The proposal that the human body requires fish to be healthy is far from correct. Overfishing now endangers our ocean populations. Fish now contain many toxins such as mercury and DDT. Microalgae that produce DHA are farmed in sterile tanks with no risk of toxicity or stress on the environment.


Myth #4: Mad Cow Disease is contained.
Debunk:
Mad cow disease or BSE (Bovine spongiform encephalopathy) has occured amongst cow herds in most countries in Western Europe, and also Canada, U.S, and Japan.  It was initially thought that it was contained in England, but shortly after the mass epidemic in the U.K., it has spread to other countries in Western Europe, and to North America. The disease occurs when cows are fed meat in their meal. Cows are by nature, herbivores, so feeding them meat is completely outside of their innate immune system.

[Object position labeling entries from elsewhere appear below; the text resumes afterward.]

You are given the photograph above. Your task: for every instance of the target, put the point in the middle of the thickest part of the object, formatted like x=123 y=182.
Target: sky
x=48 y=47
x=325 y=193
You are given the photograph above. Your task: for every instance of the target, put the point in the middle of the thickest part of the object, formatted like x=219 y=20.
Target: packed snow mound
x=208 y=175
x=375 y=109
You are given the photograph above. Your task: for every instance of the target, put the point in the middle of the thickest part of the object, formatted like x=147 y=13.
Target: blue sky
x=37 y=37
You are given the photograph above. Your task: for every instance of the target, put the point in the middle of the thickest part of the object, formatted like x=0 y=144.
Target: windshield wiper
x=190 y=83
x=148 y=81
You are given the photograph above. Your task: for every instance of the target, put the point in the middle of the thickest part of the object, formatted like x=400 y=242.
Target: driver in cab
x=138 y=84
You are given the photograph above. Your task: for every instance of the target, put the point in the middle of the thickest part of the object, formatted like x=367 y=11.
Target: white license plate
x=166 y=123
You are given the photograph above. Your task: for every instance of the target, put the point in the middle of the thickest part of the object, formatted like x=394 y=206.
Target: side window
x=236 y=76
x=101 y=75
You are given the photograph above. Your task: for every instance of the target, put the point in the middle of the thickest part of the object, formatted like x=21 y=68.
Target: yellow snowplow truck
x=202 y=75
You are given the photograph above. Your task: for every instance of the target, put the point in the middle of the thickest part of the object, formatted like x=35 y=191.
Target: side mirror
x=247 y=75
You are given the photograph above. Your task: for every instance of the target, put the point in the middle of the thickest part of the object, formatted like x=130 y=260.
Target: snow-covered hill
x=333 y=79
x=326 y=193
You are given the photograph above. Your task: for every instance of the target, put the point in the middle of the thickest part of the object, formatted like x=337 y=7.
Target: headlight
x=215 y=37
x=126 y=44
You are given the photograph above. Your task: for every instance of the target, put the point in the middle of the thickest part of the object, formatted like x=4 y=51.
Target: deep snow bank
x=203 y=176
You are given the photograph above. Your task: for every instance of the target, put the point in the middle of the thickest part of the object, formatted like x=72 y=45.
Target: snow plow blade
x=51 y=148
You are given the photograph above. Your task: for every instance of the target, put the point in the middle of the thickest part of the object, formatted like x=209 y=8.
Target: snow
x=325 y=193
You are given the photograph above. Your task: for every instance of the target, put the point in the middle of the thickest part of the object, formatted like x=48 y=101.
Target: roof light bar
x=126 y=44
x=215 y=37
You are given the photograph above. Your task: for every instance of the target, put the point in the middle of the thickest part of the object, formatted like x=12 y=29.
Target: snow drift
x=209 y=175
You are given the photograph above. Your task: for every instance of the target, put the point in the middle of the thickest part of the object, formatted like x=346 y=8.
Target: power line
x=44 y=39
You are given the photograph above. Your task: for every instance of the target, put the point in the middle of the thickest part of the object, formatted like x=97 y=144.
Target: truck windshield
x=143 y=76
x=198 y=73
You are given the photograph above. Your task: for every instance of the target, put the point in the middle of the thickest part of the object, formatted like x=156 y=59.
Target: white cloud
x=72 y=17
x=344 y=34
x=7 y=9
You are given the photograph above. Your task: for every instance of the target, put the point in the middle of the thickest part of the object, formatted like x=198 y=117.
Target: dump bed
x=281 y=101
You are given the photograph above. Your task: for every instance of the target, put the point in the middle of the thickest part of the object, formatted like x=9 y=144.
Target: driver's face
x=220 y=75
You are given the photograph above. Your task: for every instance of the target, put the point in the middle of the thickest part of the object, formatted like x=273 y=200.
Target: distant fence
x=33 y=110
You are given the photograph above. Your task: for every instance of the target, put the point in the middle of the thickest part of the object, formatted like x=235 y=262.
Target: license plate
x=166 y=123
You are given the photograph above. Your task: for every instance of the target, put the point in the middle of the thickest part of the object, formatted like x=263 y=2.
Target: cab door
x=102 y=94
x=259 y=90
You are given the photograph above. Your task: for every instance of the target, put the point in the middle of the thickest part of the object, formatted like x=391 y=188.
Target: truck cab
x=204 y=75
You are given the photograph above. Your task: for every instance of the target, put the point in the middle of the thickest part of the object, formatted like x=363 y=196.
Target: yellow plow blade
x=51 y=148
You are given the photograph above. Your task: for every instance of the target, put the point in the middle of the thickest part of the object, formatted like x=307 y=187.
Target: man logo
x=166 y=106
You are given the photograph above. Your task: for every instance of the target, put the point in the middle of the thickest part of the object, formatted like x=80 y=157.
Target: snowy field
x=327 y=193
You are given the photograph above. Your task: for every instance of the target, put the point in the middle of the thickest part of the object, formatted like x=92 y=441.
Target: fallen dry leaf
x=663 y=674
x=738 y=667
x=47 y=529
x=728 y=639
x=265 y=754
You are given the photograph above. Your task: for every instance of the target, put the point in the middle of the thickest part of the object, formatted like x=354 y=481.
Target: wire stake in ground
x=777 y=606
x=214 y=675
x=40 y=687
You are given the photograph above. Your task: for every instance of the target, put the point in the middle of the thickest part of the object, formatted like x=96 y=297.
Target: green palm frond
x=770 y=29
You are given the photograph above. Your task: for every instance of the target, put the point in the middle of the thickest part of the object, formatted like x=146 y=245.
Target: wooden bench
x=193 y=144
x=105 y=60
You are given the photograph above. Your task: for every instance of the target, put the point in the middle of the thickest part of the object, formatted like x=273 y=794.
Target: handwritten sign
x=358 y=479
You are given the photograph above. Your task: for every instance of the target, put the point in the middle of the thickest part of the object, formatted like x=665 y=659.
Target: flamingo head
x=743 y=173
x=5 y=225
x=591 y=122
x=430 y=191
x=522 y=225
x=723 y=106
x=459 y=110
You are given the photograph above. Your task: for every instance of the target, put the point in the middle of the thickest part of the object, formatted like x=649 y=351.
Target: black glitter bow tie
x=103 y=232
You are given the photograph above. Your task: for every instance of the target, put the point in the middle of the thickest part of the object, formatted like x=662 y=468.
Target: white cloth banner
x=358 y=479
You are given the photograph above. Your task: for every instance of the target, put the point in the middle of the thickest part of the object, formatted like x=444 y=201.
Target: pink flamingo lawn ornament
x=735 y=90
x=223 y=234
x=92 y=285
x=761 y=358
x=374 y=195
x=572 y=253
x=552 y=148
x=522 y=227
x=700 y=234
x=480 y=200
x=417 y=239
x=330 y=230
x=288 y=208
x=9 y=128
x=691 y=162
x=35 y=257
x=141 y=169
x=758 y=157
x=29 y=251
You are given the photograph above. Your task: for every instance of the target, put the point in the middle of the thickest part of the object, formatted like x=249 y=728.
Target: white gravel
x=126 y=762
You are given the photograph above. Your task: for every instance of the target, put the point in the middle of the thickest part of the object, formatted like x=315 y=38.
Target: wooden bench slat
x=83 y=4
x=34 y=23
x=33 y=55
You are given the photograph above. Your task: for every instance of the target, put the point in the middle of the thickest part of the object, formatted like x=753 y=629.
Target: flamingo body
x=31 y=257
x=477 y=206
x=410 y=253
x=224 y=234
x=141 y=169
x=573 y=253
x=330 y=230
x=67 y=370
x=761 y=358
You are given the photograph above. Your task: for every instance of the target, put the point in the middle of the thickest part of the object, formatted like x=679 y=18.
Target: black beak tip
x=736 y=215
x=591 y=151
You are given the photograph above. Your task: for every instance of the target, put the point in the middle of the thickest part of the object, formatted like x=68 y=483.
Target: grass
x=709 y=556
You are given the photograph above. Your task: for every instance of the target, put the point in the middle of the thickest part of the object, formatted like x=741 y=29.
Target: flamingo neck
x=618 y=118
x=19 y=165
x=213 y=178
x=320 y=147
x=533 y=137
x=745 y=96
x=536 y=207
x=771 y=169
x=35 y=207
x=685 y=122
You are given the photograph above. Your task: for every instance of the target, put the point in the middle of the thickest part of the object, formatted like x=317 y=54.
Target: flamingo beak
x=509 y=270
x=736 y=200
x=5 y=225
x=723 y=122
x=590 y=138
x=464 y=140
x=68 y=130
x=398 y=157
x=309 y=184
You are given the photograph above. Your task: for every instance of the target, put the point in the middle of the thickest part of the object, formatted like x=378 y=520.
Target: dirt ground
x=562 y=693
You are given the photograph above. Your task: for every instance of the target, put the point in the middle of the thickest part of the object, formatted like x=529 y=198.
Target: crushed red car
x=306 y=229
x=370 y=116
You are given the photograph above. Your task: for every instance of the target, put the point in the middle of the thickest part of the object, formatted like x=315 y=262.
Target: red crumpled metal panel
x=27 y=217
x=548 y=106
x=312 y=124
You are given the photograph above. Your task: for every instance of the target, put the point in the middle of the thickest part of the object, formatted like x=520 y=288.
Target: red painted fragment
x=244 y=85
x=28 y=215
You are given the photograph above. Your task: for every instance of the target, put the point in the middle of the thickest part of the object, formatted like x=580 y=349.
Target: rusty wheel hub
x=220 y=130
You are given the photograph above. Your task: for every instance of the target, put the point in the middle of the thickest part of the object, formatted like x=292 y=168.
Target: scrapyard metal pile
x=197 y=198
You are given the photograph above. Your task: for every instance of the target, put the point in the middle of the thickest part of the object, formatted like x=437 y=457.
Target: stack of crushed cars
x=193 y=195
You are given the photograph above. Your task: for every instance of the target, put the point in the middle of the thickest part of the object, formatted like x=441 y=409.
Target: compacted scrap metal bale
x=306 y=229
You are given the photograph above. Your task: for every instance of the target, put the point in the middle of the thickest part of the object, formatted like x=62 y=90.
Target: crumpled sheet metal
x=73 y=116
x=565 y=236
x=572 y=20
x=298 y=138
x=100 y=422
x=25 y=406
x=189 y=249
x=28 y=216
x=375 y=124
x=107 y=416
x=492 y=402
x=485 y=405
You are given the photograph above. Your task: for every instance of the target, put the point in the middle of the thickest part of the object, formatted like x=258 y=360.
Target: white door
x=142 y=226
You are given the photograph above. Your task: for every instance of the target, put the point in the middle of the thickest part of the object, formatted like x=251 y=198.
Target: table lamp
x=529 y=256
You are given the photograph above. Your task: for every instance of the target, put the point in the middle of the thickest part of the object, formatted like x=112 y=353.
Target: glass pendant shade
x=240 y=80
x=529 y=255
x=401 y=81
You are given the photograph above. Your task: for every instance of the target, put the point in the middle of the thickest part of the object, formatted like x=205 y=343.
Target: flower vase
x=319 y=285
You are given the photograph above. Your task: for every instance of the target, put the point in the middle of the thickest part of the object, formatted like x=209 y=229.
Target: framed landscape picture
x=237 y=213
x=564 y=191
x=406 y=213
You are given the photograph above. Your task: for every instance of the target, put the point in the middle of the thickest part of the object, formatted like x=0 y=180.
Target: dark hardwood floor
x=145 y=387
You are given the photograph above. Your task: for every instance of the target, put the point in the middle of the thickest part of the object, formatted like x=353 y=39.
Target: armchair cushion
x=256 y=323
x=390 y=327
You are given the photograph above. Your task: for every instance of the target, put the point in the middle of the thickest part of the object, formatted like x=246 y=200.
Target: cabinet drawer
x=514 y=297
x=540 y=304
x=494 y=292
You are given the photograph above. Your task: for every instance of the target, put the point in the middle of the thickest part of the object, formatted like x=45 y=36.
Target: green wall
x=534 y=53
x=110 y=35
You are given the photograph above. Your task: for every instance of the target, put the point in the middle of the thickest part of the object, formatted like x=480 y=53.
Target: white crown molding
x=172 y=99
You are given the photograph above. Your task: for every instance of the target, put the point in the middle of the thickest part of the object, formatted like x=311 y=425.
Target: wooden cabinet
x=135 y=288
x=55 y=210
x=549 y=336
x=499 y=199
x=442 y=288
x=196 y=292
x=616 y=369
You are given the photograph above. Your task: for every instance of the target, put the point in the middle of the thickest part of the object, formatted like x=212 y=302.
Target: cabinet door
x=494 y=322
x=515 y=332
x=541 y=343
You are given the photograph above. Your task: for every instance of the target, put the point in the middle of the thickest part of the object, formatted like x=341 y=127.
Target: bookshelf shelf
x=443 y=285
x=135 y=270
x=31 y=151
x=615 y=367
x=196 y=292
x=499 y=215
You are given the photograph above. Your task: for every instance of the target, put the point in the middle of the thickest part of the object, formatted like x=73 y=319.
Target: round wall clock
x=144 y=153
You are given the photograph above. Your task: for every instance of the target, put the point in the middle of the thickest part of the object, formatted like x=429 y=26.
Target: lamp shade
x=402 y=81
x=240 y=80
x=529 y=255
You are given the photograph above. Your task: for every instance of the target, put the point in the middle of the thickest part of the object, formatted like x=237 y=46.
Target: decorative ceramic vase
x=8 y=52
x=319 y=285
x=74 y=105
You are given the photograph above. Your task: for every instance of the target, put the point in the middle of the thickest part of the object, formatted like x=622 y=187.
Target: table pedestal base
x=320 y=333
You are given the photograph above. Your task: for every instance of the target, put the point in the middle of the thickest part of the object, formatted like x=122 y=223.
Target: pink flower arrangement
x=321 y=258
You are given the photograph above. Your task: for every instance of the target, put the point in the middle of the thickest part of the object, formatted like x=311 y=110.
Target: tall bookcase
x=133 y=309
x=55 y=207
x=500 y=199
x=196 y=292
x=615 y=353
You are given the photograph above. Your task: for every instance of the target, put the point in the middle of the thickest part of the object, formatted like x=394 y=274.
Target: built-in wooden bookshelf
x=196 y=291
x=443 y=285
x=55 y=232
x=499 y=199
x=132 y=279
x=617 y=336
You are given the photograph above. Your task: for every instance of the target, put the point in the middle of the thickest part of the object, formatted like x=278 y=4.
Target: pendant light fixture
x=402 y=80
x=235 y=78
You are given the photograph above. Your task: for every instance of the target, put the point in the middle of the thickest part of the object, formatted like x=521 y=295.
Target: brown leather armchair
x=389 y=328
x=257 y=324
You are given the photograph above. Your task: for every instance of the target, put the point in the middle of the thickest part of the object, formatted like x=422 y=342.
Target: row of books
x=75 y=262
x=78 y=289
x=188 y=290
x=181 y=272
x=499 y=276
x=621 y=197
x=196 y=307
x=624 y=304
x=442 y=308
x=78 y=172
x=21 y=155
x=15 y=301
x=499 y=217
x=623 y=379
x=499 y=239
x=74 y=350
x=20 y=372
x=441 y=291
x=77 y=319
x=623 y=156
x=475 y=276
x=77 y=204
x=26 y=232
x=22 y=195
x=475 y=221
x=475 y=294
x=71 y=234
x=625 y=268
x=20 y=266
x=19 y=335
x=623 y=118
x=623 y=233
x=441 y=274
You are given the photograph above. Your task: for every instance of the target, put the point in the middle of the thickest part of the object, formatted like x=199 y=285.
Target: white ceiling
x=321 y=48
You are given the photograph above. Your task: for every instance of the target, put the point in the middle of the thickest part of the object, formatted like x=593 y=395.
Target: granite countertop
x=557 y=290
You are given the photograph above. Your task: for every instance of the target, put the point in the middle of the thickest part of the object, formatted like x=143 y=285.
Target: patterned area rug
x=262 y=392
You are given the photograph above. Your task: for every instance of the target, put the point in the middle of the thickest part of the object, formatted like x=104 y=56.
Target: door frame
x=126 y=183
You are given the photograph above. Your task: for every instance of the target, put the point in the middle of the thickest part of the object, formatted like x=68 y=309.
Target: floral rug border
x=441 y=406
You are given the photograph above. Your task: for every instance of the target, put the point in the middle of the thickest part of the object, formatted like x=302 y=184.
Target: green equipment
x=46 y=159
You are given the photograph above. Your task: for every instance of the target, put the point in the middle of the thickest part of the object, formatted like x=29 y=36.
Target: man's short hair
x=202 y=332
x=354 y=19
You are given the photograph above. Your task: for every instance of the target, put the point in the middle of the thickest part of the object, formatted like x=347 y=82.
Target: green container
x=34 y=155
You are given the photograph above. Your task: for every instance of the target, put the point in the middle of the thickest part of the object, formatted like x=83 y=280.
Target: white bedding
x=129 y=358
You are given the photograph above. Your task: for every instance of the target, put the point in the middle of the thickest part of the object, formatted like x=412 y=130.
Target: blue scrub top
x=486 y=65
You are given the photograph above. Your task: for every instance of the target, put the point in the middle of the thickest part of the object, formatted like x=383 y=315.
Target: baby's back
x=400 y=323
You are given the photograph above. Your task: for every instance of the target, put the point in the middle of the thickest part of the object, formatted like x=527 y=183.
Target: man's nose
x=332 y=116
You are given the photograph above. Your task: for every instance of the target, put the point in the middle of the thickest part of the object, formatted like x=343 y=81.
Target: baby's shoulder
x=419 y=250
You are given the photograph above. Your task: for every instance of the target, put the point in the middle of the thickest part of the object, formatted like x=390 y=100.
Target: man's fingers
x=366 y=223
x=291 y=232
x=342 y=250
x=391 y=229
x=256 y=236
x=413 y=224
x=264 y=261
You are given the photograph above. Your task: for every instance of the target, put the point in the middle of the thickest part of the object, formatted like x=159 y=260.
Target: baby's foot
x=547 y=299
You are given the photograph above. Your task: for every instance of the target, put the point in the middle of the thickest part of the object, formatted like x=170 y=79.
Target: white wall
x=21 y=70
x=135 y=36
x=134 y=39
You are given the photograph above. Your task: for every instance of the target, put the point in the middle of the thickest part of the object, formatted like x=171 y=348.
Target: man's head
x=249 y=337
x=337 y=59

The disease causes massive brain and nervous system collapse, resulting in death. The disease also is known to incubate without symptoms for many years.

Humans who eat meat from infected cows will suffer the same fate. It has killed 166 people in Britain and 44 people in other countries as of late 2009. In humans, the disease is called varient Creutzfeldt–Jakob disease. Its prion protein eat away at the brain and spinal cords, turning them both into a spongy pulp.

While the U.S. has now banned feeding animal byproducts to cows, it is widely thought the practice continues, and the FDA or USDA only does spot testing for BSE. Canadian food officials are more serious about BSE, and have thus uncovered 15 cases of BSE among their herds (which are much smaller than herds in the U.S.). There have been 3 known cases of BSE among U.S. herds.

Scientists estimate that over 400,000 cows infected with BSE entered the food system in the 1980s. The incubation period for BSE has been known to be decades. It is unknown how many people may be carrying the incubating CJD disease.

Noting many recent cases among herds throughout Europe and North America, it is unknown how much BSE may be circulating among current herds as well.
 

Charles Weissman from the Scripps Institute, has found that BSE prions are mutating as they have been assimilated into the food chain and been exposed to new environments and new species. BSE is extremely difficult to purge. Even burning a carcus will leave infective BSE proteins in the remains.